Tal vez si lo hubiesen llamado José Gabriel sin más, hubiese sido más aceptable: El nombre, finalmente, era más cristiano, tanto que representaba al del arcángel arcabucero que mataba, de un plumazo, a tantísimos indios, en tiempos de la conquista española, inspirando a las temerarias y temerosas huestes de Francisco Pizarro. Pero mientras la propaganda del régimen de facto difundía el video de una asamblea de comuneros de Surimana, la cuna del Inca a destiempo, en apoyo de la reforma agraria, en Lima y las zonas urbanas medias y acomodadas del país, no se contaban las horas para que un nuevo general, apóstol, arcángel, conquistador, almirante de la US army, o lo que fuera desembarque, aterrice, surja de la tierra o nos caiga del cielo para reestablecer el orden en el caos, dicho sea en términos andinos.
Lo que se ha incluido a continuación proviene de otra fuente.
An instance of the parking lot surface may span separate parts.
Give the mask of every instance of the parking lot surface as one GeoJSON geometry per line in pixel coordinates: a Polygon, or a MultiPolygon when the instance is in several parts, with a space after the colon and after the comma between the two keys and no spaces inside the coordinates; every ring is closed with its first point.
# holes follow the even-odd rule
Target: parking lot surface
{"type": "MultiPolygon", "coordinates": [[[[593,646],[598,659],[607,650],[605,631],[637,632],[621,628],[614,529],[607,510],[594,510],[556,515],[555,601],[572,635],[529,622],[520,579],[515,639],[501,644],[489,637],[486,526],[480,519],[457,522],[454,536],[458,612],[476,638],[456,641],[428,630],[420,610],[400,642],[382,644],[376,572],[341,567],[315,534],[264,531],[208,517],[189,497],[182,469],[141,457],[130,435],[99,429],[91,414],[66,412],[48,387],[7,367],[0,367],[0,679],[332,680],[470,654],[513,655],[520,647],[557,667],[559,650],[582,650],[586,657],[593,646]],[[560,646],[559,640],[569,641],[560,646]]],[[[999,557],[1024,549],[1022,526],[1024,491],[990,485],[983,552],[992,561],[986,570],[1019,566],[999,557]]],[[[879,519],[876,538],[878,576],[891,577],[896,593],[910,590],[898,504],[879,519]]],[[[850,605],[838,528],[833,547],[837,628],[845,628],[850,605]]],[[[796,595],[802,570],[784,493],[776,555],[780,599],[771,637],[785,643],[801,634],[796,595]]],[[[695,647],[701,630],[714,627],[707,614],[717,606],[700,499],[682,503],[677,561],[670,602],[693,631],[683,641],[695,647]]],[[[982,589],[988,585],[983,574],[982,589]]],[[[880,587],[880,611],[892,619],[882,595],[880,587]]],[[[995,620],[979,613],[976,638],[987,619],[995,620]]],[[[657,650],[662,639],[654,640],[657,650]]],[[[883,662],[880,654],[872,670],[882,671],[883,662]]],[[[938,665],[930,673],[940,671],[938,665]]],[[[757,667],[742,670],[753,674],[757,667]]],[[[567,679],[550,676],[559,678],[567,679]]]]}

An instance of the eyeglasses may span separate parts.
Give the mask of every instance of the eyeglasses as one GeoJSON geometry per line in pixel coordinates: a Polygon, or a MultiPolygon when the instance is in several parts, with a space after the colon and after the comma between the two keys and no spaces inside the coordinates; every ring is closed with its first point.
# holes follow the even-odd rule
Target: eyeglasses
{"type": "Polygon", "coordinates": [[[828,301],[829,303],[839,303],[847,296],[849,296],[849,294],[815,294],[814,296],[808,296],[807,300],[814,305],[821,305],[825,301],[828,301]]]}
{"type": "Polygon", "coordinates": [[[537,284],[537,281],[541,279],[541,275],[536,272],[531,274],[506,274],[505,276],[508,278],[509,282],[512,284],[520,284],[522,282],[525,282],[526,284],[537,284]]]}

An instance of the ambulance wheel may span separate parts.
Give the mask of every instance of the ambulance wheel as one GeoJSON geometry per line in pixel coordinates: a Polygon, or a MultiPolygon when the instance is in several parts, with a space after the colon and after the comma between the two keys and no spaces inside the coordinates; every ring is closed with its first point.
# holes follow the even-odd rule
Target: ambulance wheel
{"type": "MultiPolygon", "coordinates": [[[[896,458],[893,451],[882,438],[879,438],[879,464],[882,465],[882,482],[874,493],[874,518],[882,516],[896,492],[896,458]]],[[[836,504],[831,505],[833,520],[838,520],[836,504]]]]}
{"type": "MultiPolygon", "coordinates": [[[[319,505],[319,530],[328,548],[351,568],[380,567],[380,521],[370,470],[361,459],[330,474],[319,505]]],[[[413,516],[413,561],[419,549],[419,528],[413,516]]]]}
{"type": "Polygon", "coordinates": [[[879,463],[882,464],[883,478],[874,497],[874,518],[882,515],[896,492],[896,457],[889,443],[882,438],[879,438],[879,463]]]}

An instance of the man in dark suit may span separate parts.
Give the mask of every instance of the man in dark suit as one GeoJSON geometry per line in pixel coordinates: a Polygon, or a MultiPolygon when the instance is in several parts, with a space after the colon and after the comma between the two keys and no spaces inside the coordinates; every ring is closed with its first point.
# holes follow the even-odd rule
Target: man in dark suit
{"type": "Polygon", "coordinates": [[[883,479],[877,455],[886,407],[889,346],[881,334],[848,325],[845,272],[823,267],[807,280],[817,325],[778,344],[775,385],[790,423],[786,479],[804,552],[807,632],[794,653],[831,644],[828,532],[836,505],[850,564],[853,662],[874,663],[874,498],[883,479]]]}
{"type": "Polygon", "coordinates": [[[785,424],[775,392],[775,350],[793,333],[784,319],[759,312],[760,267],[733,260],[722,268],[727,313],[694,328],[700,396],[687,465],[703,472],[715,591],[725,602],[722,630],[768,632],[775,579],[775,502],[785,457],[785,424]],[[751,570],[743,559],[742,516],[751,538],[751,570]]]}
Es un proyecto identitario, me ha dicho el amigo filósofo Ricardo Falla, muy entendido y observador, más que sobre Pedro Castillo, sobre estos hombres de sombrero de paja con camisa blanca, con cuello y puños rojos; que, por más apertura que muestre el candidato, no pueden dejar de soslayar una formación y una línea ideológicas muy marcadas cada vez que se comunican con la prensa del otro país, del bando rival o de los que hubiesen querido que Velasco deje sencillamente reposando en José Gabriel a Túpac Amaru II.
Yo creo en las dimensiones, y estas elecciones tienen, sin duda, una dimensión identitaria. En realidad, las últimas elecciones en el Perú la han tenido siempre, sólo que, en algunos casos, como en 1990, o en esta ocasión, esta se ha convertido en un potente factor al momento de elegir al nuevo gobierno.
Lima siempre ha votado al contrario del resto del Perú, al punto que ya nos parece anécdota, pero esta vez preocupa al establishment al punto de haberle declarado la guerra a Pedro Castillo. ¿Qué hay detrás del discurso que lo vandaliza y pretende convertirlo en un delincuente terrorista?
Tal vez, a diferencia de Alejandro Toledo y Ollanta Humala, no existe la certeza de que este “Túpac Amaru” acepte mansamente ser llamado José Gabriel de nuevo. Y no me refiero necesariamente a factores identitarios, sino a un gobierno que no se piensa en clave limeña, como el que planteasen, ya no Túpac Amaru, sino Mateo Pumacahua y los hermanos Angulo entre 1814 y 1815, desde la Junta de Gobierno del Cusco, también brutalmente reprimido, a su turno, por el virrey Fernando de Abascal.
Después de todo, lo que siempre hemos tenido en el Perú es un sistema binario excluyente, con algunos espacios no muy bien definidos de mestizaje, pero, en los momentos de las decisiones más graves, diese la sensación de que sólo pudiésemos situarnos aquí o allá y que estuviésemos obligados a decidir entre José Gabriel o Túpac Amaru, pero que a ambos les resultase imposible ser consustanciales. Así, hemos incubado nuestra propia herejía de Arriano, la misma que nos impide ser nación y que hemos resuelto, siempre, con el descuartizamiento simbólico del otro, desde las despreocupadas horas de recreo, en los primeros años de la secundaria.